3) As we predicted last year, salespeople and executives will continue to be the first to receive corporate tablets. However, sales enablement and executive review will no longer be enough and tablets will migrate to more departments throughout the enterprise. Field service professionals, creative teams, engineers, and more will embrace tablets in daily workflow and increase the enterprise penetration of tablets.
4) In a significant usage shift, file creation on tablets will become more widespread in 2013. Since they were brought out, tablets have been used primarily as a consumption device- for viewing or experiencing content – versus one used for the creation of enterprise files and documents. However, with native Microsoft Office applications for Windows 8 tablets and rumored iOS and Android versions nearing the release, the world’s most-used office suite will soon be available for corporate productivity. In addition, more tablet productivity applications are embracing document creation and modification capabilities, including devices like the Samsung Galaxy Note series, making tablets closer substitutes for PCs.

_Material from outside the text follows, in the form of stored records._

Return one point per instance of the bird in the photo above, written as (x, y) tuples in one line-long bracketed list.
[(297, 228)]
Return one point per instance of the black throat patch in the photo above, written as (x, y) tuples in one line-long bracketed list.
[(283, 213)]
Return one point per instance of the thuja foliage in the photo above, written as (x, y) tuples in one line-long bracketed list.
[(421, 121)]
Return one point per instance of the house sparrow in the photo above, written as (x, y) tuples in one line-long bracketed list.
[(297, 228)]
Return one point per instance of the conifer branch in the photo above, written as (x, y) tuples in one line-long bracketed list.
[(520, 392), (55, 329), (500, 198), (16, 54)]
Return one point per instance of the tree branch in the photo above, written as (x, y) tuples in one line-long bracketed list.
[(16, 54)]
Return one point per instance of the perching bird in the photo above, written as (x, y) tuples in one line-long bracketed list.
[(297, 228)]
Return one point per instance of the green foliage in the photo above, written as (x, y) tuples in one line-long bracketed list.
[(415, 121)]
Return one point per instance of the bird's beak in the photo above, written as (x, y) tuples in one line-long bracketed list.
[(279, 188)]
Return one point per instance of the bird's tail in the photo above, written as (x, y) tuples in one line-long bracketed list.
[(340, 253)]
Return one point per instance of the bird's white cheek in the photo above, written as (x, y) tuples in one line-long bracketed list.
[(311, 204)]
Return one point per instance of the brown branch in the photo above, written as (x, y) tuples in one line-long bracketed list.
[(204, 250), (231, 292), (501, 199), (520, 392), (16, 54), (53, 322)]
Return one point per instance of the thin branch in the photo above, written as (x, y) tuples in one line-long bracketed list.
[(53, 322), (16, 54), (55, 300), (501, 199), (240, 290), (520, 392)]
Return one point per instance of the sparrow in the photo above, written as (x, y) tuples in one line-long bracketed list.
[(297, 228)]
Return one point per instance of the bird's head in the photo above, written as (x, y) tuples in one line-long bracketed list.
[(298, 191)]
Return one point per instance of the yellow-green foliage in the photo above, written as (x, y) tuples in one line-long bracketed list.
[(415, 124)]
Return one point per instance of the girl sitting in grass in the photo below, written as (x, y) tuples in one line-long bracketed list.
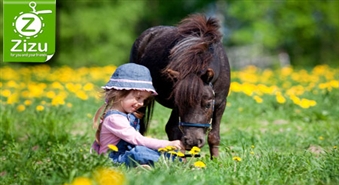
[(126, 91)]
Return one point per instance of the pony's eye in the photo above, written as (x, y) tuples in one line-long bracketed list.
[(208, 105)]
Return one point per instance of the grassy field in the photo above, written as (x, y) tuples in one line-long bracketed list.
[(280, 127)]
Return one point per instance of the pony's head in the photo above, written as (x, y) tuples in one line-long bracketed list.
[(190, 71)]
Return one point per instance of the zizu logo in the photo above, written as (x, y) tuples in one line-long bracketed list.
[(29, 25), (29, 39)]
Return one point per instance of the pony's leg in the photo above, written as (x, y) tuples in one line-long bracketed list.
[(214, 134), (172, 129)]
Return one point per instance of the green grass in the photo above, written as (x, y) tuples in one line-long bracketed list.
[(277, 144)]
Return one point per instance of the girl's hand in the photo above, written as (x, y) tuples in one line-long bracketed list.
[(177, 144)]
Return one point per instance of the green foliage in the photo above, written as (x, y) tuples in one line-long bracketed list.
[(306, 30), (99, 33)]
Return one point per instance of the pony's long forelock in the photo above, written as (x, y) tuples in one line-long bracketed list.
[(192, 53), (191, 56)]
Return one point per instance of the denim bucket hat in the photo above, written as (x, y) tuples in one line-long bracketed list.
[(131, 76)]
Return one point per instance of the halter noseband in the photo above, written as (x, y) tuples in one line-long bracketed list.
[(200, 125)]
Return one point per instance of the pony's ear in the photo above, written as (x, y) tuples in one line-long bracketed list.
[(208, 76), (173, 74)]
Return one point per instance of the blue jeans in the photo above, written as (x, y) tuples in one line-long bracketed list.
[(134, 156)]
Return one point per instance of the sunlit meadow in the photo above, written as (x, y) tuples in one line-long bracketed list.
[(280, 127)]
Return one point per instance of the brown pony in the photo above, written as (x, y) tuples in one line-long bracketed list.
[(191, 74)]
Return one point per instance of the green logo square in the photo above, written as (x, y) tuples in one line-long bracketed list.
[(29, 30)]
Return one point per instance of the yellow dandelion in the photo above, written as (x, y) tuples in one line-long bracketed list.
[(58, 100), (258, 99), (180, 154), (236, 158), (82, 181), (28, 102), (199, 164), (280, 98), (20, 108), (162, 150), (112, 147), (195, 150), (172, 152)]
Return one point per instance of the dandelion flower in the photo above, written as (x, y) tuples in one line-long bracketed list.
[(82, 181), (180, 154), (236, 158), (194, 150), (258, 99), (172, 152), (199, 164)]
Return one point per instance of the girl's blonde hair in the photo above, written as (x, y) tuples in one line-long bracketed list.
[(112, 97)]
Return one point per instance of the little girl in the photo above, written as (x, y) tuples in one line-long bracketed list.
[(126, 91)]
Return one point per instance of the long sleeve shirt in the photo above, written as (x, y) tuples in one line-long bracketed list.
[(116, 127)]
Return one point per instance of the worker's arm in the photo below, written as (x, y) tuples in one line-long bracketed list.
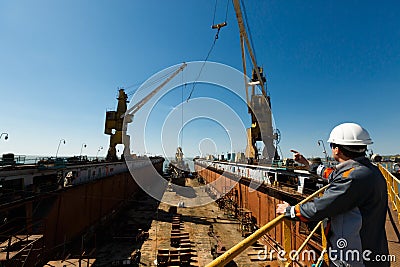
[(342, 195)]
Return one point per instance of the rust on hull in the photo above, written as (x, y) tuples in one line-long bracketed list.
[(255, 206)]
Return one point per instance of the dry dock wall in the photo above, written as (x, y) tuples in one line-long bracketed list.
[(262, 203), (79, 207)]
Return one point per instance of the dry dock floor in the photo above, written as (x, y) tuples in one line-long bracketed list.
[(196, 222)]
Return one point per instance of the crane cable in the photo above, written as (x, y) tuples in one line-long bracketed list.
[(214, 26)]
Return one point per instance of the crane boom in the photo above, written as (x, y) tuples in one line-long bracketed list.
[(142, 102), (116, 121), (243, 34), (259, 106)]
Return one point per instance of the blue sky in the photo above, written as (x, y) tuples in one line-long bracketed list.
[(326, 62)]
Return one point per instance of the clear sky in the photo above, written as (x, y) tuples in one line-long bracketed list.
[(326, 62)]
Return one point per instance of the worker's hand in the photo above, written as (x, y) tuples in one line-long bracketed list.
[(281, 208), (300, 158)]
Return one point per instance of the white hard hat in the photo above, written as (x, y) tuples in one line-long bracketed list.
[(350, 134)]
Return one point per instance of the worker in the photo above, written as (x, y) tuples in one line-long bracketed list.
[(355, 203)]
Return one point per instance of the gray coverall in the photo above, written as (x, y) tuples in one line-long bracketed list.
[(356, 205)]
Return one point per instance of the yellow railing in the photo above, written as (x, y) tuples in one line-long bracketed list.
[(393, 188), (244, 244)]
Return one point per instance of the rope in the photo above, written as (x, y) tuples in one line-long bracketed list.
[(214, 26)]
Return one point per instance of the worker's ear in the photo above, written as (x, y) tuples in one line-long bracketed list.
[(336, 150)]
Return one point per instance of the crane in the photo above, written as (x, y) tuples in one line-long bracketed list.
[(117, 121), (259, 105)]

5) For new enterprise equipment, sales of tablets will significantly outpace the sales of laptops in 2013. With the increase in functionality outlined above and the availability of decent accessory keyboards (for a more traditional experience), tablets are a more powerful option than ever. In fact, they have now become a viable option for corporate users instead of, not just in addition to, laptops.
6) While hybrid HTML5-native apps lose traction for consumer apps (e.g. Facebook), they continue to gain for enterprise apps. We firmly believe that hybrid HTML5-native apps will be the platform of choice in the future. The cost of creating beautiful, responsive user interfaces is dramatically less expensive and more maintainable than building pure iOS and Android native apps. The only real question is “when”, not “if”. It may not be 2013, but 2014 is feeling pretty good.